IBM Stretch had branch prediction. Pentium in the early 1990s had it. It's a huge win with any pipelining.

titzer · 2025-05-13T20:52:09 1747169529

That's a vast underestimate. Putting in lfence before every branch is on the order of 10X slowdown.

grumbelbart2 · 2025-05-14T07:56:35 1747209395

There is of course a slight chicken-egg-thing here: If there was no (dynamic) branch prediction, we (as in compilers) would emit different code that is faster for non-predicting CPUs (and presumably slower for predicting CPUs). That would mitigate a bit of that 10x.

anyfoo · 2025-05-14T22:12:50 1747260770

A bit. I think we've shown time and time again that letting the compiler do what the CPU is doing doesn't work out, most recently with Itanium.

thesz · 2025-05-14T16:29:24 1747240164

The issue is with indirect branches. Most branches are direct ones.

cenamus · 2025-05-14T17:20:25 1747243225

Of course I know that.

But if the fix for this bug (how many security holes have ther been now in Intel CPUs? 10?) brings only a couple % performance loss, like most of the them so far, how can you even justify that at all? Isn't there a fundamental issue in there?

autoexec · 2025-05-13T23:08:26 1747177706

How much improvement would there still be if we weren't so lazy when it comes to writing software. If we were working to get as much performance out of the machines as possible and avoiding useless bloat instead of just counting on the hardware to be "good enough" to handle the slowness with some grace.

umanwizard · 2025-05-13T21:49:15 1747172955

A modern processor pipeline is dozens of cycles deep. Without branch prediction, we would need to know the next instruction at all times before beginning to fetch it. So we couldn’t begin fetching anything until the current instruction is decoded and we know it’s not a branch or jump. Even more seriously, if it is a branch, we would need to stall the pipeline and not do anything until the instruction finishes executing and we know whether it’s taken or not (possibly dozens of cycles later, or hundreds if it depends on a memory access). Stalling for so many cycles on every branch is totally incompatible with any kind of modern performance. If you want a processor that works this way, buy a microcontroller.

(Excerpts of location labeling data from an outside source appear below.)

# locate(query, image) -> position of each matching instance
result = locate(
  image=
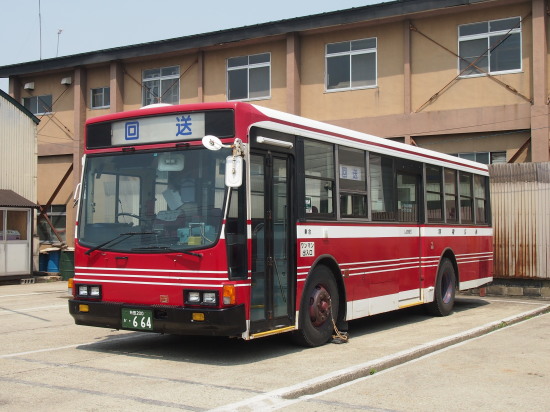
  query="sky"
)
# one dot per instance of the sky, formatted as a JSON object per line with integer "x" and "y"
{"x": 32, "y": 30}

tremon · 2025-05-14T14:20:41 1747232441

But branch prediction doesn't necessarily need complicated logic. If I remember correctly (it's been 20 years since I read any papers on it), the simple heuristic "all relative branches backwards are taken, but forward and absolute branches are not" could achieve 70-80% performance of the state-of-the-art implementations back then.

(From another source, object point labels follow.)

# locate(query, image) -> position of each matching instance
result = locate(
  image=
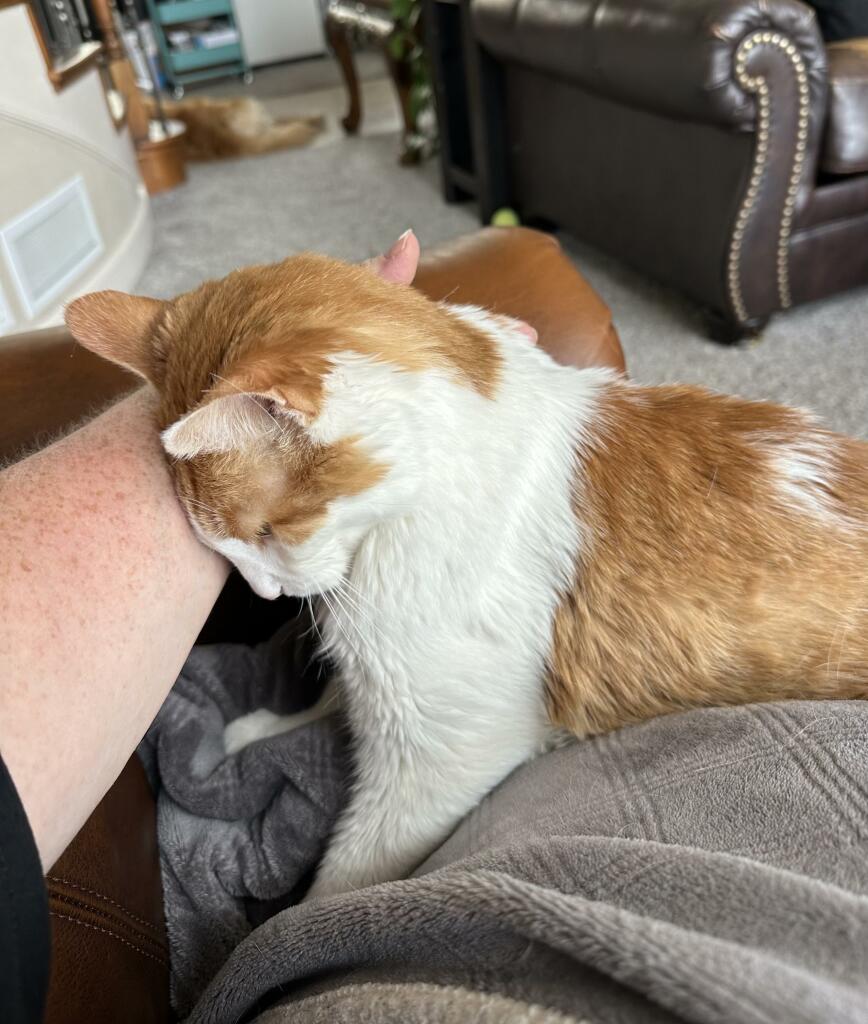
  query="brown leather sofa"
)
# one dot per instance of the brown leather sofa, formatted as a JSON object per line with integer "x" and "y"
{"x": 111, "y": 958}
{"x": 718, "y": 145}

anyfoo · 2025-05-14T22:14:32 1747260872

Do you mean overall or localized to branch prediction? Assuming all of that is true, you're talking about a 20-30% performance hit?

superblas · 2025-05-14T00:07:01 1747181221

> If you want a processor that works this way, buy a microcontroller.

The ARM Cortex-R5F and Cortex-M7, to name a few, have branch predictors as well, for what it’s worth ;)

jeffbee · 2025-05-14T01:51:17 1747187477

You can still have a static branch predictor. That has surprisingly good coverage. I'm not saying this is a great idea, just pointing it out.